Hammond points out that a proposal to cap dividends to allow more Alaska Permanent Fund money to be used for government spending “equates with imposing a head tax on every Alaskan and only Alaskans—regardless of income…. it never makes more sense to cap dividends than to simply ratchet up taxes to raise the same amount.”

Our state has yet to tap into the full potential of Alaska’s natural resources, while the Alaska Deep State has flourished.  That’s a very long list not read in a very long time, because the Alaska Deep State has its collective eye on the billions of dollars generated by the Alaska Permanent Fund.

We as voters need to hold these villains responsible and accountable, yes, villains, because they are not heroes.  

For almost 40 years we have seen our government mired by its own stupidity, thinking if they just talk around the subject, we won’t notice they have intellects the size of a peanut.  They are leading the way into fiscal disaster upon fiscal disaster, instead of the cornucopia of wealth we all know Alaska is capable of.

Hammond speculated that “were every Alaskan annually granted his full per capita share of the wealth we could eliminate or vastly curtail all welfare programs, unemployment insurance and subsidies”.

Here we are in 2021, the Alaska Permanent Fund market value of principal and earnings reserve is almost $82 billion.  With good financial management, it is potentially on track to being over $100 billion before the end of this decade, if not sooner.

We’ve all heard the idiom, “If it ain’t broke, don’t fix it!” 

By enacting a statutory POMV system, the Alaska government instituted ignorance, stupidity, and real Marxism in our state government.  The psychology of attacking the producers is now being instilled in our children in grade school and following them through to college into their adult years.

The POMV did the exact opposite of what it was designed to do.  It created fiscal instability through rhetoric, uncertainty, and propaganda.  It neither stimulated the state economy nor did it address the needs of Alaskans, especially its most underrepresented citizens in rural Alaska. Those people depend on the dividend to help them buy oil and other supplies to survive through the winter. The reduction of the PFD has created and will continue to create greater and greater hardship. 

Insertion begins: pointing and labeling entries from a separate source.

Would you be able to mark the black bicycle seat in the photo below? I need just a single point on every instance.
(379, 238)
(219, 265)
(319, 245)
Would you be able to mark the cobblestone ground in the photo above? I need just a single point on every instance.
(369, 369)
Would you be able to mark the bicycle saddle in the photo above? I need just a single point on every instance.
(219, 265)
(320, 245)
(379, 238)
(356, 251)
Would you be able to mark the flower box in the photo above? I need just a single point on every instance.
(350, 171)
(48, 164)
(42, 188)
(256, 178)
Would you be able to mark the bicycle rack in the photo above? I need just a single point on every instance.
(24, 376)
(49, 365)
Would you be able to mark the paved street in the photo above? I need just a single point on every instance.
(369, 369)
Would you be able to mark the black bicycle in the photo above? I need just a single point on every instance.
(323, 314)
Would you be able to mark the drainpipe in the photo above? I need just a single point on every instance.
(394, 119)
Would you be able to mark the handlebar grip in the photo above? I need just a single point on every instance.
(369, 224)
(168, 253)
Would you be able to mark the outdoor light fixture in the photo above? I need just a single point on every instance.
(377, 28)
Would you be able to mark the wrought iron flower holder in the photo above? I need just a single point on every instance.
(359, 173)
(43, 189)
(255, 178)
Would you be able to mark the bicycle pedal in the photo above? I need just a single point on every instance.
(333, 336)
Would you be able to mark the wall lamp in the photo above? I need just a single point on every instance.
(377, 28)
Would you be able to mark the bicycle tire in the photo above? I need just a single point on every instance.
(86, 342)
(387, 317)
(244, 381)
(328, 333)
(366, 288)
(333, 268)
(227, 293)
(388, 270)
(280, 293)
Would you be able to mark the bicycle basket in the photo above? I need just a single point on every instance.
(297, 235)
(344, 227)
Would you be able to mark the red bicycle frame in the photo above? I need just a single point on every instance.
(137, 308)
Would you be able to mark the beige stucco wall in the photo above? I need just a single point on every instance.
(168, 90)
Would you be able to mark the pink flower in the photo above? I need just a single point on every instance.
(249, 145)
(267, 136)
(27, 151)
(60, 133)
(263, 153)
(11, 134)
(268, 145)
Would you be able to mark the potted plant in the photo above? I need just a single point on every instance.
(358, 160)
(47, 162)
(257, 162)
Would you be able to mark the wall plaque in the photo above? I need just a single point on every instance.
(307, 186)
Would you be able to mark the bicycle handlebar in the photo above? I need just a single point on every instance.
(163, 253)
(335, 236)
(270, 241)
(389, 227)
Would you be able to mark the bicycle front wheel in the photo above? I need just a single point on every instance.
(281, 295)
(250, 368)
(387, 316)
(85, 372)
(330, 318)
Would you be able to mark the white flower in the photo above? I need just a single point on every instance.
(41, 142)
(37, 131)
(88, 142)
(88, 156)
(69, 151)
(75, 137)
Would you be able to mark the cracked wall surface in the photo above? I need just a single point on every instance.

On Aug. 20, 2021, State Representatives David Eastman and Chris Kurka introduced HB 3002.  It was sent to the House Special Committee on Ways and Means under the leadership of Chair Ivy Sponholz, the House Committee on State Affairs under the leadership of Co-Chairs Jonathan Kreiss-Tomkins and Matt Claman, and the House Committee on Finance, under the leadership of Co-Chairs Neal Foster and Kelly Merrick. In all three committees, HB 3002 died.

The intent of this bill was to repeal the POMV and return the State of Alaska to the original Permanent Fund dividend formula found in Alaska Statutes Title 43.  Simple and straightforward.

Under current statute in Title 43, the Alaska Permanent Fund’s principal gets invested. Earnings are automatically transferred by this statute and held in the Earnings Reserve Account. 

By statute and not legislative action, the earnings are first used to inflation proof the principal, then 50% of the earnings go to the annual dividend (PFD), and the rest of the balance accrues annually for government spending. Notice the order. Government spending is last.

Inflation proofing returns earnings to the principal. The dividend fund is part of the Permanent Fund like the Earnings Reserve Account, and the annual dividend amount is transferred automatically by statute.  No appropriation is required by law.  

Again, it was never broke, why fix it?

With the repeal of the POMV, the PFD will return the dividends due under the original intent of the Alaska Permanent Dividend Program.  For those of you counting, that would mean payment for the past 2016 to 2022 to each eligible applicant of the PFD program of $13,600.  

An Alaskan family of four would be entitled to $54,000.

Given the corruption behind the POMV, I suggest that the state also pay any federal income tax owed by this distribution through the interest made by the Alaska Permanent Fund since 2016.

It’s time to repeal the POMV.

Michael Tavoliero is a realtor in Eagle River, is active in the Alaska Republican Party, and chairs Eaglexit.